BASTA DE PRETEXTOS

El primer paso para el cambio está ser conscientes de algo estamos haciendo mal. Pero, una vez que se reconoce el error, ¿cómo dar el siguiente paso? Muchas veces los vicios están tan arraigados en nuestra vida diaria que dejarlos implica un esfuerzo especial de nuestra parte.

No basta con desear el cambio; es necesario comprometerse a trabajar en él. Todos quisiéramos lograr el premio sin esfuerzo, olvidándonos que es ley de la vida que, aquel que quiera llegar a la cima, se cansará y luchará en el camino. Dios puede hacer milagros, pero no suple tu esfuerzo.

Los griegos nos enseñan este principio en el Mito de Heracles. Se cuenta que, al pasar de niño a joven, este héroe medita sobre lo que elegirá para su futuro: vida de vicio o de virtud. Se le presentan dos mujeres y dos ofertas.

La primera, muy atractiva y seductora: “Te veo indeciso. Si me tomas por amiga, te llevaré por el camino fácil, vivirás sin conocer dificultades, no te preocuparás de guerras ni trabajos”. Heracles pregunta su nombre, y ella responde: “Mis amigos me llaman felicidad; pero los que me odian, me llaman maldad”.

La otra mujer, de aspecto muy femenino, con presencia fina y agradable, le dice: “Si orientas tu camino hacia mí, ejecutarás nobles hazañas. No te engañaré; los dioses no conceden nada a los hombres sin esfuerzo. Si quieres que tus amigos te estimen, tienes qué hacerles favores; si quieres que alguna ciudad te honre, tienes qué servirla; si crees que debes enriquecerte con el ganado, debes preocuparte por este; si quieres adquirir fuerza física, tendrás que acostumbrar tu cuerpo a someterse a la inteligencia, y entrenarlo a fuerza de trabajos y sudores”.

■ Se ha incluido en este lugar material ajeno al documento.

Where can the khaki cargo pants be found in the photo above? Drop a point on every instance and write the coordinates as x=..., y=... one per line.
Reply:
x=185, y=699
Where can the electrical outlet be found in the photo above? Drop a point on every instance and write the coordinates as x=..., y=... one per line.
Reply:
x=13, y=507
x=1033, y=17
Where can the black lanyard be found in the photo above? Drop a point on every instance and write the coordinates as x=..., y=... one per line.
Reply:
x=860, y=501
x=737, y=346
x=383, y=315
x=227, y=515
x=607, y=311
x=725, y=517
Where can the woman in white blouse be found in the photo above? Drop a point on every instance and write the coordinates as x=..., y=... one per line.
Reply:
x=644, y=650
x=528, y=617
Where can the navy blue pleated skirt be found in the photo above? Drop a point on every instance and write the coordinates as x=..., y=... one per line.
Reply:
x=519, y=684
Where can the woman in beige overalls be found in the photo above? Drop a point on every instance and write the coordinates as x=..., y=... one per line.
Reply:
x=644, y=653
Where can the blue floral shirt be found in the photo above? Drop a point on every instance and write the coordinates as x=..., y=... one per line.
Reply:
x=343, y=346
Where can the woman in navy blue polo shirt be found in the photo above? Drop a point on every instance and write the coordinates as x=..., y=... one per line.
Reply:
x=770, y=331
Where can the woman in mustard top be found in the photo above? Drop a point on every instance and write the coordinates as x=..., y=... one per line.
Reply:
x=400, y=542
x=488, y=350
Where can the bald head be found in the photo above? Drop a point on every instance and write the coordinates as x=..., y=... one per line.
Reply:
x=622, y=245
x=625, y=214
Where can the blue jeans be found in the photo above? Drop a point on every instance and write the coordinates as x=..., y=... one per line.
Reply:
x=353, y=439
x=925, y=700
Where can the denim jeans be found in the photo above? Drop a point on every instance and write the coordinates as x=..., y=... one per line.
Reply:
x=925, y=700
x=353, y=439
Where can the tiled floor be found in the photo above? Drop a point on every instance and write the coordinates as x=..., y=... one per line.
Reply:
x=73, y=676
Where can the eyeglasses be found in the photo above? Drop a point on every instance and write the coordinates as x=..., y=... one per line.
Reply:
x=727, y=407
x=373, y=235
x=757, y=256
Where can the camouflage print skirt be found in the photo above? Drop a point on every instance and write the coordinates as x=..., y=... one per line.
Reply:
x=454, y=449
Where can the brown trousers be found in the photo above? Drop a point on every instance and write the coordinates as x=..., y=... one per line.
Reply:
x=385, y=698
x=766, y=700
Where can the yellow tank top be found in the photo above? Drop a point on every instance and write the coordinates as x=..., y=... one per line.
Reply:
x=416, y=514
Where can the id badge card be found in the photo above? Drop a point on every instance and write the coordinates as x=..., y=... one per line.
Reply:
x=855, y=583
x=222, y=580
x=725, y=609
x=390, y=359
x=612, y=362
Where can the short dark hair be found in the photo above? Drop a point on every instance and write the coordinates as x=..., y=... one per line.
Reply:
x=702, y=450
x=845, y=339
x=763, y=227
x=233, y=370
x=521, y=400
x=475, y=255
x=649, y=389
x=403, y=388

HERACLES ELIGIÓ LA VIRTUD.

Algunos vemos nuestro pasado con dolor y nos anclamos en él pretextando que no podemos cambiar. El pasado ya pasó, y es locura intentar que sea diferente. Pero siempre es posible cambiar nuestro futuro. Martin Seligman afirmó que el error de la Psicología del Siglo XX fue creer que a la gente la empuja el pasado, en vez de pensar que a las personas nos jala el futuro.

Para lograr mejorar en cualquier aspecto de nuestra personalidad, es necesario ponernos metas, exigirnos un esfuerzo extra para sustituir nuestros malos hábitos por buenos.

Aplícate, pues, en ello, sin pretextos. Un pretexto es una razón falsa que se da para hacer o dejar de hacer algo. Los triunfadores hacen que las cosas pasen; los perdedores, en cambio, dejan que las cosas pasen.